Yakuza Kiwami 2 is a remake of the original Yakuza 2, released on the Playstation 2 back in 2006. That being said, this isn’t your normal remastered game with a fresh coat of paint but the same inherent system. Instead, Yakuza Kiwami 2 is rebuilt from the ground up using the Dragon Engine they made Yakuza 6 with, and it shows. Every part of this game is absolutely beautiful from the lights glaring off the streets to the character models. The facial expressions of each character are particularly impressive. Kiryu’s stoic face is offset with the outlandish expressions of the supporting cast, such as the eccentric, one-eyed Majima with his blood crazed gaze, and Goda Ryuji, whose sinister expression can make the player’s blood run cold.
The music in Kiwami 2 is a mix of upbeat styles meant to keep the player’s blood flowing through the fights, but manages to keep a mellow tone while wandering the streets of Tokyo. The ambiance of the city really drives the feeling home though; while walking around the player can hear Japanese chatter from other bystanders, music lightly playing from buildings, and the normal hustle and bustle of a city. While it comes as no surprise that the dialog was all in Japanese, featuring English subtitles, it did make it difficult to focus on the events happening on screen while I read through the dialog.

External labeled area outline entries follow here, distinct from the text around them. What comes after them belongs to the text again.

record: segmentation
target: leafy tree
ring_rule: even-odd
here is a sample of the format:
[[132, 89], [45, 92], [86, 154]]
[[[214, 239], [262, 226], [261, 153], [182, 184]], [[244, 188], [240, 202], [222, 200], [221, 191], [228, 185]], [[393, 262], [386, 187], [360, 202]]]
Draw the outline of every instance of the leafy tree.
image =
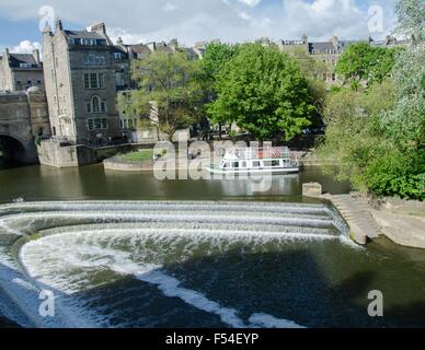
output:
[[202, 68], [209, 80], [214, 80], [215, 75], [239, 50], [238, 45], [228, 44], [208, 44], [200, 61]]
[[391, 75], [401, 48], [372, 47], [367, 43], [353, 44], [341, 56], [336, 73], [357, 90], [361, 82], [381, 83]]
[[382, 117], [382, 129], [406, 151], [425, 149], [425, 49], [411, 48], [393, 72], [395, 108]]
[[425, 2], [401, 0], [395, 7], [399, 25], [395, 33], [404, 34], [414, 42], [425, 40]]
[[133, 62], [131, 78], [139, 89], [120, 94], [118, 109], [136, 116], [141, 125], [157, 125], [171, 139], [203, 114], [199, 75], [199, 62], [184, 52], [151, 54]]
[[276, 48], [243, 45], [216, 79], [218, 97], [207, 107], [216, 122], [236, 122], [263, 140], [280, 132], [289, 140], [311, 124], [314, 106], [307, 79]]

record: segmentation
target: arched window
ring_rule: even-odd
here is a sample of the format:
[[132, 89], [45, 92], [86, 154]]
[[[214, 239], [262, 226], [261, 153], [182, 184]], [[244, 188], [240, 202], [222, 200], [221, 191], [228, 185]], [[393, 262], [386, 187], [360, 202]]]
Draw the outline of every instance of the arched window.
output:
[[94, 96], [92, 98], [92, 112], [93, 113], [99, 113], [100, 112], [100, 102], [99, 102], [99, 97], [97, 96]]

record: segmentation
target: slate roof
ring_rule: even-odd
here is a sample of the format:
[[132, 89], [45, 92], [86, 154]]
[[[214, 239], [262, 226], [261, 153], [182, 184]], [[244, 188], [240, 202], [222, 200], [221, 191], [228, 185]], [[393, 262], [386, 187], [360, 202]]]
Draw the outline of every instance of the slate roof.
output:
[[96, 32], [88, 31], [64, 31], [69, 38], [82, 38], [82, 39], [106, 39], [103, 35]]
[[42, 69], [42, 65], [38, 65], [35, 61], [35, 58], [31, 54], [9, 54], [10, 56], [10, 66], [12, 68], [21, 68], [21, 63], [32, 65], [32, 68]]

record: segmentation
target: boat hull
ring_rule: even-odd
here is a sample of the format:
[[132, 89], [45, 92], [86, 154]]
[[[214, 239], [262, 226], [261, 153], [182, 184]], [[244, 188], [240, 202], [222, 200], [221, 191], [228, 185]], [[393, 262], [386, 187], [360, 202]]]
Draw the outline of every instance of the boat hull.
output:
[[240, 168], [240, 170], [228, 170], [207, 166], [205, 167], [210, 174], [218, 175], [251, 175], [251, 174], [272, 174], [272, 175], [285, 175], [285, 174], [297, 174], [299, 173], [299, 166], [291, 167], [276, 167], [276, 168]]

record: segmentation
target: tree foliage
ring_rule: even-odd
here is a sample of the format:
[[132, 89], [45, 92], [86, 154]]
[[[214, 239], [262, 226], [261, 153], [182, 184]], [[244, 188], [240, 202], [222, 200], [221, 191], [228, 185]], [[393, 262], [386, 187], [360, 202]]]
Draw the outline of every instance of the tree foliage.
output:
[[215, 80], [216, 74], [239, 50], [239, 45], [228, 44], [208, 44], [200, 61], [206, 78], [210, 81]]
[[243, 45], [216, 74], [215, 122], [236, 122], [257, 139], [299, 135], [311, 124], [313, 98], [297, 62], [276, 48]]
[[203, 114], [202, 74], [199, 62], [184, 52], [151, 54], [133, 62], [131, 78], [139, 89], [120, 94], [118, 109], [141, 125], [158, 125], [172, 138]]
[[[416, 11], [423, 8], [413, 9], [414, 4], [417, 1], [401, 0], [397, 8], [405, 33], [421, 30]], [[368, 59], [357, 61], [367, 65]], [[331, 95], [319, 153], [341, 163], [336, 177], [381, 196], [425, 199], [424, 61], [424, 46], [414, 40], [395, 57], [390, 80], [366, 91], [343, 89]]]
[[404, 34], [414, 42], [425, 40], [425, 2], [423, 0], [402, 0], [395, 7], [399, 25], [395, 33]]
[[336, 73], [345, 84], [358, 88], [361, 82], [381, 83], [391, 75], [400, 48], [372, 47], [367, 43], [353, 44], [341, 56]]

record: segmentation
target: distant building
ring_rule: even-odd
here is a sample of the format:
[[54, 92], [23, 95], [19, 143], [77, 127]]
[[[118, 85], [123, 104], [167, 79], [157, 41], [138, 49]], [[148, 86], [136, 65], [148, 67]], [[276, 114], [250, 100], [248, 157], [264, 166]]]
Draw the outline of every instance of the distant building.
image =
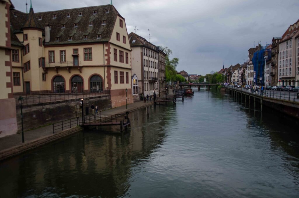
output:
[[278, 66], [279, 52], [279, 42], [282, 37], [273, 37], [272, 39], [272, 49], [271, 49], [271, 71], [270, 75], [272, 78], [271, 85], [272, 86], [278, 85]]
[[186, 81], [189, 81], [189, 79], [188, 78], [188, 73], [187, 73], [186, 71], [185, 71], [184, 70], [183, 70], [179, 72], [178, 72], [178, 74], [181, 74], [184, 78], [185, 78], [185, 80]]
[[[133, 32], [129, 34], [129, 37], [132, 50], [132, 72], [138, 78], [138, 93], [145, 96], [152, 95], [154, 92], [158, 94], [159, 50], [145, 39]], [[165, 60], [165, 56], [164, 57]], [[163, 57], [161, 58], [163, 62]]]
[[[18, 54], [13, 57], [13, 43], [10, 27], [10, 10], [14, 8], [9, 0], [0, 1], [0, 138], [16, 133], [18, 130], [16, 109], [16, 100], [13, 98], [13, 85], [20, 85], [21, 77], [15, 75], [12, 66], [13, 60], [20, 62]], [[16, 54], [16, 53], [15, 54]], [[18, 59], [16, 59], [17, 58]]]

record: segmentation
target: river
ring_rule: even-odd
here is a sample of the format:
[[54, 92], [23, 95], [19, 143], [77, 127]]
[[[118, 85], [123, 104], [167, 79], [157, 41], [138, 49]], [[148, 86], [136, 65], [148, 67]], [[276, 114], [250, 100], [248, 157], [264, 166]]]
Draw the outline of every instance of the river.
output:
[[299, 197], [298, 121], [193, 90], [0, 162], [0, 197]]

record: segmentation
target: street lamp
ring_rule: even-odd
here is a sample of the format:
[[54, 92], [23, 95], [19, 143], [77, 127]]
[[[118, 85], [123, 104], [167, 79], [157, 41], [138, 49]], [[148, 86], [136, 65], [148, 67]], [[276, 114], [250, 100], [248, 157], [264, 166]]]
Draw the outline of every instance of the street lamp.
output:
[[83, 99], [81, 98], [81, 108], [82, 108], [82, 125], [84, 125], [84, 114], [83, 113]]
[[20, 107], [21, 108], [21, 120], [22, 122], [22, 143], [24, 143], [24, 130], [23, 127], [23, 103], [24, 102], [24, 99], [23, 97], [20, 96], [19, 97], [18, 101], [19, 102], [19, 104], [20, 105]]
[[128, 109], [128, 89], [126, 88], [126, 109]]

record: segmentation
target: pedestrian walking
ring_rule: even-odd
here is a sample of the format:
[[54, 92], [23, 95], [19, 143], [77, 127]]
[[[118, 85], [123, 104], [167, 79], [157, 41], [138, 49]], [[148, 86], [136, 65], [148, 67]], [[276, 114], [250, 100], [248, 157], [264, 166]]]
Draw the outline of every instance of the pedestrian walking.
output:
[[93, 115], [94, 114], [94, 106], [93, 104], [91, 105], [90, 108], [91, 109], [91, 112], [92, 113], [92, 115]]
[[95, 115], [96, 115], [97, 114], [98, 114], [98, 113], [97, 113], [97, 112], [98, 112], [98, 107], [97, 107], [97, 105], [95, 106], [95, 107], [94, 108], [94, 109], [95, 109]]

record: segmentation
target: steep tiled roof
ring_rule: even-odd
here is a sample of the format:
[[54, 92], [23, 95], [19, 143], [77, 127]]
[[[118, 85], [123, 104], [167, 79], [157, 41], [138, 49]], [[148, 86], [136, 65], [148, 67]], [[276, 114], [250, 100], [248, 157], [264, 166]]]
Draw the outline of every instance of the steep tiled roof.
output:
[[291, 25], [282, 35], [282, 38], [280, 40], [280, 43], [284, 42], [289, 40], [298, 33], [299, 31], [299, 19], [296, 23], [292, 25]]
[[24, 45], [20, 42], [17, 36], [13, 32], [12, 30], [10, 30], [10, 42], [12, 45], [16, 45], [22, 47]]
[[35, 17], [33, 12], [33, 9], [32, 7], [30, 8], [29, 14], [27, 16], [27, 21], [22, 27], [22, 28], [38, 28], [42, 30], [43, 29], [42, 26], [39, 24]]
[[[96, 13], [94, 13], [94, 11]], [[13, 13], [15, 12], [18, 17], [13, 17]], [[79, 12], [82, 13], [82, 16], [79, 16]], [[67, 17], [67, 14], [69, 14], [69, 17]], [[29, 17], [30, 20], [26, 21], [28, 15], [30, 14], [15, 10], [11, 11], [12, 29], [15, 33], [20, 32], [22, 27], [33, 26], [34, 22], [40, 24], [44, 29], [48, 23], [51, 27], [50, 41], [45, 43], [45, 45], [109, 41], [118, 16], [123, 18], [111, 5], [37, 13], [34, 13], [35, 17]], [[56, 18], [54, 18], [54, 15]], [[103, 21], [106, 25], [102, 25]], [[92, 22], [92, 26], [89, 26], [89, 22]], [[77, 24], [77, 27], [74, 27], [75, 23]], [[63, 25], [65, 28], [62, 28]], [[100, 35], [101, 38], [97, 38], [98, 35]], [[84, 39], [84, 36], [87, 36], [87, 39]], [[71, 37], [72, 40], [69, 41]], [[59, 41], [56, 40], [57, 37], [59, 37]]]
[[130, 45], [131, 47], [144, 46], [150, 48], [157, 52], [159, 52], [159, 50], [156, 49], [156, 46], [155, 45], [139, 35], [133, 32], [131, 32], [129, 34], [128, 36], [130, 41]]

If you ever get tired of the fast-paced crime drama presented to you throughout Kiwami 2, there is always tons of other things to distract you from the main mission. Kiwami 2 is full of mini games to keep even the ficklest player busy for ages. There are arcades all around the cities to visit, featuring fully playable versions of Virtua Fighter 2 and Virtual On to keep your attention. Kiwami 2 also features fleshed out mini games such as the Cabaret Club manager minigame and an RTS tactical minigame Clan Creator. On top of all these, Yakuza favorite mini games return from previous entries such as casino games, mahjong, and karaoke.
Yakuza Kiwami 2 is a love letter to fans of the series, taking everything the original Yakuza 2 did but ramping it up to 11. Not only that, but it holds its arms wide open for any newcomers, giving an in-depth description of the previous game, and providing enough details throughout the game to allow a new player to enjoy the story regardless of how much they know about the series. Its over the top scenes ooze its Japanese influences, making sure the player always knows they’re playing a game, not watching a soap opera.